# Cci mini mags



## aka rotten (Jan 16, 2012)

Whats up with them or did i get a bad batch?Been using them for years and i mean 20 or better,last 500 i bought from an area big box store had so much wax on them i couldent pour half a hundred pak into reloader for my mk-2.Had to clean mk-2 twice during shooting session whitch i,ve never had to do before.Checked out reviews on couple on line ammo sources and read several complaints.Wonder why changes now after all these years of what i was convinced was a great .22 bullett.Ok,Rant over,Thanks


----------



## NCHillbilly (Jan 19, 2012)

Never had a problem with them. The last box I bought last month shot just like they have for the last thirty years. Some of the best, most consistant .22 ammo I've used. I've never seen them in 500 packs, always seen them in boxes of 100.


----------



## aka rotten (Jan 21, 2012)

Didnt buy a 500 pac,bought 5 100 pacs,shoulda stated it better.
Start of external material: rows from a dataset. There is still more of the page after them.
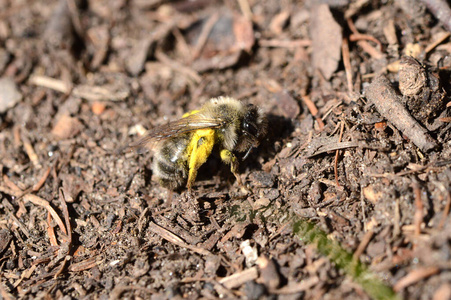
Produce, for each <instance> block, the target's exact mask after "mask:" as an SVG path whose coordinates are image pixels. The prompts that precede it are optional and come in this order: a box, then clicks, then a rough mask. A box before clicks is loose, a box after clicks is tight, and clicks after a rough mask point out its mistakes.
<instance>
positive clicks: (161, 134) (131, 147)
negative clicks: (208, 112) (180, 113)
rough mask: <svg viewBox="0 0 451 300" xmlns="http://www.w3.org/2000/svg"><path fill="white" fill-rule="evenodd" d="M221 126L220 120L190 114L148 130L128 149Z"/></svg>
mask: <svg viewBox="0 0 451 300" xmlns="http://www.w3.org/2000/svg"><path fill="white" fill-rule="evenodd" d="M221 125H222V121H221V120H220V119H217V118H216V119H213V118H205V117H204V116H203V115H201V114H198V113H196V114H192V115H189V116H187V117H185V118H181V119H179V120H176V121H173V122H170V123H168V124H165V125H161V126H158V127H155V128H153V129H150V130H149V131H148V132H147V133H146V134H145V135H144V136H143V137H142V138H141V139H139V140H138V141H136V142H134V143H132V144H130V148H141V147H144V146H148V145H153V144H154V143H158V142H160V141H162V140H165V139H167V138H170V137H174V136H178V135H181V134H184V133H188V132H191V131H195V130H199V129H206V128H219V127H221Z"/></svg>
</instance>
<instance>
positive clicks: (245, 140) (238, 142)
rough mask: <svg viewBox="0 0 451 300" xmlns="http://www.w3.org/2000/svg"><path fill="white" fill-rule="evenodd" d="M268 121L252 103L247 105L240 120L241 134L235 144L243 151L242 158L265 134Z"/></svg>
mask: <svg viewBox="0 0 451 300" xmlns="http://www.w3.org/2000/svg"><path fill="white" fill-rule="evenodd" d="M267 127H268V121H267V119H266V117H265V115H264V114H263V112H262V111H261V110H260V109H258V108H257V107H256V106H255V105H253V104H248V105H247V110H246V113H245V115H244V117H243V120H242V122H241V134H240V136H239V139H238V142H237V144H236V146H235V148H236V150H237V151H239V152H245V151H246V154H245V155H244V157H243V160H244V159H246V157H247V156H248V155H249V153H250V152H251V150H252V148H255V147H258V145H259V144H260V140H261V138H262V137H263V136H265V135H266V132H267V129H268V128H267Z"/></svg>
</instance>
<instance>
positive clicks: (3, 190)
mask: <svg viewBox="0 0 451 300" xmlns="http://www.w3.org/2000/svg"><path fill="white" fill-rule="evenodd" d="M0 192H3V193H6V194H8V195H11V196H14V197H20V196H22V192H21V191H13V190H11V189H9V188H6V187H4V186H0ZM23 199H24V200H25V201H29V202H31V203H33V204H36V205H39V206H42V207H44V208H45V209H47V211H48V212H49V213H50V214H51V215H52V217H53V218H54V219H55V221H56V223H57V224H58V227H59V228H60V229H61V231H62V232H63V233H64V234H66V235H67V231H66V228H65V226H64V223H63V222H62V221H61V219H60V217H59V216H58V214H57V213H56V211H55V210H54V209H53V207H52V206H51V205H50V203H49V202H48V201H46V200H44V199H42V198H41V197H38V196H36V195H33V194H25V195H23Z"/></svg>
Mabee i just gotta bad batch as well as few other folks.Did send pics to cci to see what they say but havent heard a thing yet.Thanks,Paul


----------



## Davexx1 (Feb 15, 2012)

I noticed the same thing (alot of wax on bullet) but the box I had was a year or two old and had been sitting in gun cabinet.  I was thinking the wax was formed because they had been sitting for so long.

Yes, they are a good 22 LR hunting cartridge.  Hopefully the wax problem will go away.

Dave


----------



## one hogman (Feb 15, 2012)

That is strange, sorry to hear that, these while not cheap have been MY favorite .22 LR for years for HV .22 I haven't found anything to beat them.


----------